Practical changes include:
- Using delay start on dishwashers, washing machines and dryers so they run between roughly 10am and 2pm.
- Shifting pool pumps, hot water boosters and EV charging, where possible, into solar hours instead of evenings.
- Avoiding running lots of big loads simultaneously at night if they could easily be scheduled for the middle of the day.
Some 2026 guides suggest that lifting self-consumption from around 30 percent to 50–60 percent through load shifting alone can dramatically increase annual savings compared with exporting that energy at 2–7c/kWh.
3. Reassess the case for a battery
Once you understand your usage and exports, reassess whether a battery makes sense for your home. As daytime export value falls, the value of storing daytime solar for evening use increases. A battery does not create extra energy, but it takes solar that would have been exported cheaply and moves it into the evening peak, where each kilowatt-hour is worth the full retail rate you avoid paying.
Batteries tend to make more sense when:
- You have high evening or night-time usage from cooking, entertainment, heating and cooling or home offices.
- You regularly export a lot of solar during the day that could instead be stored.
- You charge an EV at home mainly overnight or have heavily electrified heating and hot water.
- You can access rebates, low-cost finance or virtual power plant payments that shorten payback.
Australian payback studies in 2026 suggest that for these households, batteries can now sit in a typical mid-single to low-double digit year payback window, especially when incentives are included. For very low-usage or short-stay households, export-only solar may still win on simplicity and cost.
4. Think harder about panel quality
Finally, look at the quality of the panels themselves. If exported energy is worth very little, each extra kilowatt-hour you can use yourself matters more. That puts more emphasis on panels that deliver high efficiency, good temperature performance and stable long-term output, rather than simply chasing the lowest upfront module price.
Key technical factors that now have direct financial impact include:
- Efficiency: Modern panels commonly achieve high efficiency and higher power ratings, producing more energy from the same roof area than older 250–300W modules.

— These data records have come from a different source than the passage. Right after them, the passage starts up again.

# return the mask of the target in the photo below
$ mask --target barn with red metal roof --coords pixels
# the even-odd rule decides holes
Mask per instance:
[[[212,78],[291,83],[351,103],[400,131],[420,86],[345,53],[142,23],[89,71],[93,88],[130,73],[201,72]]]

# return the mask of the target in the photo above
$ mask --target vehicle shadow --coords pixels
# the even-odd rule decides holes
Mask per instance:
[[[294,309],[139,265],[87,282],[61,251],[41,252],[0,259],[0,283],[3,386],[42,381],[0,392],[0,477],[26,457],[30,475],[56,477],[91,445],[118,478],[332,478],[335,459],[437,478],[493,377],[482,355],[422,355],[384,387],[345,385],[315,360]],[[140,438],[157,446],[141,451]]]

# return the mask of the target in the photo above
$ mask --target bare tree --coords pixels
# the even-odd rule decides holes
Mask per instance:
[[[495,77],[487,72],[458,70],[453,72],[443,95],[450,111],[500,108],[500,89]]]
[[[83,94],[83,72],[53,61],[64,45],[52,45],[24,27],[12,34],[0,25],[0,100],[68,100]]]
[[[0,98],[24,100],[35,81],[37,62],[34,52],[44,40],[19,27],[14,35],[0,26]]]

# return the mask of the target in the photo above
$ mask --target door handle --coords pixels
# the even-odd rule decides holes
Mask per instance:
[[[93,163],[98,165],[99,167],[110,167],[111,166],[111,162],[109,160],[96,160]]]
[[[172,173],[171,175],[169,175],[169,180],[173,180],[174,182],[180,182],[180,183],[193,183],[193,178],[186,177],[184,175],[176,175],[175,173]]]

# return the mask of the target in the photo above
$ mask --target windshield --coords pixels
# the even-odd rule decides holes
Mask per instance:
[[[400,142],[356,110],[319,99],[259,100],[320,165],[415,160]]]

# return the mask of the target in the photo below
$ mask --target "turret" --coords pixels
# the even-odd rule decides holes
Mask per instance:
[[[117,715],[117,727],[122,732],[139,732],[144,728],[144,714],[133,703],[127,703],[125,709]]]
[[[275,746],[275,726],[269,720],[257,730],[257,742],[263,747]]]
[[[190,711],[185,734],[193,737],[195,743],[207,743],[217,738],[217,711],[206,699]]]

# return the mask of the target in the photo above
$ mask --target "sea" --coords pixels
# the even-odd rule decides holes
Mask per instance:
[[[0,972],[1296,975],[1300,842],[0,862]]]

- Degradation: Independent tests show typical modern panels degrade around a small percentage per year, while premium modules can be warranted at lower degradation rates, resulting in higher lifetime energy yield.
- Temperature behaviour: Panels that hold performance better in heat can produce more usable energy in Australian summer conditions.
Over 25 years, small differences in annual degradation and temperature performance can translate into thousands of extra kilowatt-hours, which is increasingly important when those kilowatt-hours are being used or stored, not sold cheaply.
What installers should say now
For most households, the customer story has shifted from “earn money from exports” to “keep more of your solar and buy less from the grid”. That is a simple message that matches what people see on their bills.
A smart installer conversation now does three things:
- Starts with the customer’s energy usage profile and asks about future needs.
- Explains clearly how low feed-in tariffs, self-consumption and batteries change the value of each kilowatt-hour.
- Shows how better panel technology can lift both immediate output and long-term yield, so the system keeps saving even as tariffs and prices move.
Framing the discussion this way helps customers look past “what is the cheapest system?” and focus on “what will work best for my home over the long term?”. That is better for the homeowner, who gets a system that actually meets their needs, and better for installers, who can design higher-quality jobs and build ongoing relationships instead of one-off price fights.